Es una tontería cósmica, y sin embargo… funciona.
Tlacaelel sonrió, casi con tristeza.
— No es nueva, hermano de otro tiempo. Los mexicas, los egipcios, los reyes europeos, los emperadores romanos… todos la cantamos con distintos tambores.
El mito eterno es el mismo: “Yo tengo el favor de los dioses, tú tienes el deber de obedecer.”
El hombre moderno asintió.
— Ahora los dioses son otros. Ya no se llaman Huitzilopochtli, ni Zeus, ni Jehová. Ahora se llaman “mercado”, “progreso”, “democracia perfecta”, “seguridad nacional”, “libertad económica”.

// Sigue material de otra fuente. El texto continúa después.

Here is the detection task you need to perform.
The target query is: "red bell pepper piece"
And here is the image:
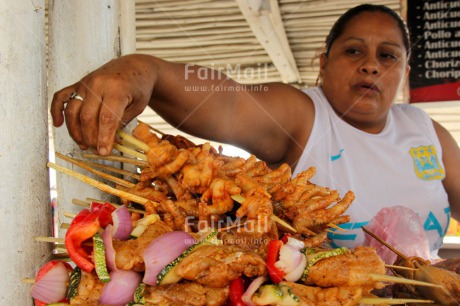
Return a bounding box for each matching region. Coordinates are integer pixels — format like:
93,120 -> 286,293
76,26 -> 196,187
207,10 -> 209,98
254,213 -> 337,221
228,277 -> 246,306
65,209 -> 100,272
91,202 -> 116,228
281,233 -> 291,244
34,260 -> 73,306
267,240 -> 284,284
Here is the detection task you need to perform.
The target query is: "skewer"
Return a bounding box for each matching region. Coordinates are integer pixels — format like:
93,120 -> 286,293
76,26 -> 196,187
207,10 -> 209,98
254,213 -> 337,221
72,198 -> 145,214
113,143 -> 147,160
21,278 -> 35,284
359,298 -> 434,305
369,273 -> 443,288
231,194 -> 298,235
77,160 -> 140,180
82,154 -> 149,167
64,211 -> 77,219
47,162 -> 153,206
326,223 -> 347,232
56,152 -> 135,188
34,237 -> 64,244
137,119 -> 166,136
361,226 -> 407,260
117,127 -> 151,152
385,265 -> 417,271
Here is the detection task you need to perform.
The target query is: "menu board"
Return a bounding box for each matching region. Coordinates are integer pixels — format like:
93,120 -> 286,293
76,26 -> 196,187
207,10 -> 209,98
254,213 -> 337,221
407,0 -> 460,102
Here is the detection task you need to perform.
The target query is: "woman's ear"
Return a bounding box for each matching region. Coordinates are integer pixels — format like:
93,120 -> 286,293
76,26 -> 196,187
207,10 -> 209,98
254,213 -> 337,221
319,52 -> 327,79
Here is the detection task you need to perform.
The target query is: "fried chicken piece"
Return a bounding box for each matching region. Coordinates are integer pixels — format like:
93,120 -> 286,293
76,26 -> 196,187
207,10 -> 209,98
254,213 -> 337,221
305,247 -> 385,292
281,282 -> 362,306
144,282 -> 229,306
199,178 -> 241,220
70,271 -> 104,306
293,191 -> 355,233
236,187 -> 273,233
176,245 -> 266,288
181,143 -> 219,194
113,221 -> 173,272
220,226 -> 279,258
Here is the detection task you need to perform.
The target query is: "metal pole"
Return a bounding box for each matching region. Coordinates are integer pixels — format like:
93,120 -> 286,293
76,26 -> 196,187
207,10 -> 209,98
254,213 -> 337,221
0,0 -> 51,305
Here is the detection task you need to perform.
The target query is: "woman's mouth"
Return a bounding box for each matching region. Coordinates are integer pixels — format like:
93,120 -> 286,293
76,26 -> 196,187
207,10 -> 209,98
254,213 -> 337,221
355,82 -> 380,95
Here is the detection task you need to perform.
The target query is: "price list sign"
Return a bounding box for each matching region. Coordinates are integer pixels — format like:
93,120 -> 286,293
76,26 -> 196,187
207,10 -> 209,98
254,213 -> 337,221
407,0 -> 460,102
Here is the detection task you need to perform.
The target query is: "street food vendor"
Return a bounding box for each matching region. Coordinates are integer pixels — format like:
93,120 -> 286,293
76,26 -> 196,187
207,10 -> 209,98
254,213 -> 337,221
51,4 -> 460,254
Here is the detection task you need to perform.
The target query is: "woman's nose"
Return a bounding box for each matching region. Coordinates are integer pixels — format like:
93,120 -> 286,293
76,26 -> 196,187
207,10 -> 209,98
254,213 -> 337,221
359,58 -> 380,74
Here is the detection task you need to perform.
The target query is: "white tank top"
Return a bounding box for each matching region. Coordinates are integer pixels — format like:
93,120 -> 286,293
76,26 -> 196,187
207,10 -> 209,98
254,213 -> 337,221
293,87 -> 450,255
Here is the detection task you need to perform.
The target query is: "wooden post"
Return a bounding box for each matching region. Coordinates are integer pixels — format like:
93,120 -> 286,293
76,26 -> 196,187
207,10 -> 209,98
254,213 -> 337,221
0,0 -> 51,305
48,0 -> 135,237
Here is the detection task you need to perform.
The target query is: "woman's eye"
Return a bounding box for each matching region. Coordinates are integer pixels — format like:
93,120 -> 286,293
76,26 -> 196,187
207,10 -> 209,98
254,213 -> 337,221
345,49 -> 360,55
380,53 -> 398,61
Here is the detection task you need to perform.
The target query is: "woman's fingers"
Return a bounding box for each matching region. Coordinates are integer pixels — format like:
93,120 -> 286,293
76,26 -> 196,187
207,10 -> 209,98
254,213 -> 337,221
96,94 -> 132,155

El dinero tiene sus propios templos: bancos, bolsas, corporaciones. Sus profetas son los banqueros y sus guerreros, los que deciden las guerras económicas. El billete es la nueva ofrenda al dios invisible.
Tlacaelel lo miró con ojos de fuego:
— Has entendido el corazón de los imperios. El mito cambia de máscara, pero conserva su esencia.
Y la mayoría lo acepta porque ofrece consuelo:
“No estás pobre por injusticia, sino porque no trabajaste lo suficiente.”
“No estamos en guerra por ambición, sino para llevar la paz.”
“No controlamos al mundo por codicia, sino por mandato superior.”
El hombre moderno apretó los puños.
— Algunos ya no creemos en ese cuento, Tlacaelel. Vemos cómo el mito sigue justificado genocidios, esclavitud moderna, destrucción del planeta, pobreza disfrazada de progreso.
Tlacaelel suspiró.
— Pocos resisten el encanto de los mitos. La mayoría prefiere creer que el orden es justo, porque cuestionarlo significa mirar al abismo de sus propias mentiras.
Hubo un largo silencio entre ambos.
— Entonces —preguntó el hombre moderno—, ¿es imposible romper el ciclo?
Tlacaelel clavó su mirada como obsidiana en la suya.
— No.
Cuando uno empieza a ver, enseña a otro. Cuando varios despiertan, la mentira se resquebraja.
El mito es poderoso, pero frágil ante la verdad sostenida con coraje.
No destruyas el mito gritando. Derríbalo sembrando verdad.
El hombre moderno se quedó pensativo.
— Sembrar la verdad…
— Como quien planta maguey —añadió Tlacaelel—: crece lento, pero cuando madura, da vida y alimento para muchos.
Haz lo tuyo, sembrador del porvenir.
Ambos se despidieron en silencio.
La conversación había terminado, pero el trabajo apenas comenzaba.